The features selected by FSRF, Accelerator Depth, Speed, Distance to the Center of the Lane were also used for other driving impairments detection such as distraction and fatigue. These features not only can help to identify the drunk driving behavior, but also can be used to detect other driving impairments. According to the literature, 40 drivers generally tend to drive slowly when they were talking on hand-held or hands-free phones (distraction driving), while drunk drivers tend to drive faster under the influence of alcohol than the normal. In addition, driving smoothly (standard deviation of lane position) when drunk is worse than the distraction and normal. Accordingly, the different impairments might be detected in terms of the driving characteristics. Of course, the detection accuracy needs further study. Some equipment such as cameras can be used to capture facial and eye information to improve the accuracy.
Conclusion
This article collects the features under drunk and normal conditions using a driving simulator and it proposes a feature selection method based on the RF. By applying the dummy variables, different radii and directions are encoded. To evaluate the performance of the FSRF, the main classification models with different feature combinations are analyzed using metrics including the accuracy, AUC value, F1 score, and ROC curve. The conclusions are as follows:
To detect the drunk driving behaviors, a feature selection method based on the RF is proposed and its effectiveness is tested by applying the selected features into different models. Accelerator Depth, Speed, Distance to the Center of the Lane, Vehicle Acceleration, Engine Revolution, Brake Depth, and Steering Angle all have significant impacts on drunk driving detection.
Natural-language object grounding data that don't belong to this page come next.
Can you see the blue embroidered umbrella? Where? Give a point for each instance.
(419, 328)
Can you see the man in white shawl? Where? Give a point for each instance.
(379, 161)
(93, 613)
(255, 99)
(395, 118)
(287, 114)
Comparing the classifier using Accelerator Depth with the classifier without Accelerator Depth shows that Accelerator Depth is a crucial feature that is effective for identifying the states of the participants.
RF and AdaBoost achieve the highest accuracy when using seven features.
Encoding road conditions (geometric characteristics) using dummy variables is a feasible method to detect drunk driving under different road conditions.
In the future, the convenience of the above feature collection method will be considered and tested. We will try to extend the present studies in detail to evaluate the influences of the selected features, especially Accelerator Depth, and expand the adopted input features to obtain improved performance. Our experiment was implemented based on young male drivers. Therefore, whether the drunk driving behaviors will be affected by age and gender remains to be investigated. In addition, whether the selected features are suitable for real-road driving environments still needs further study.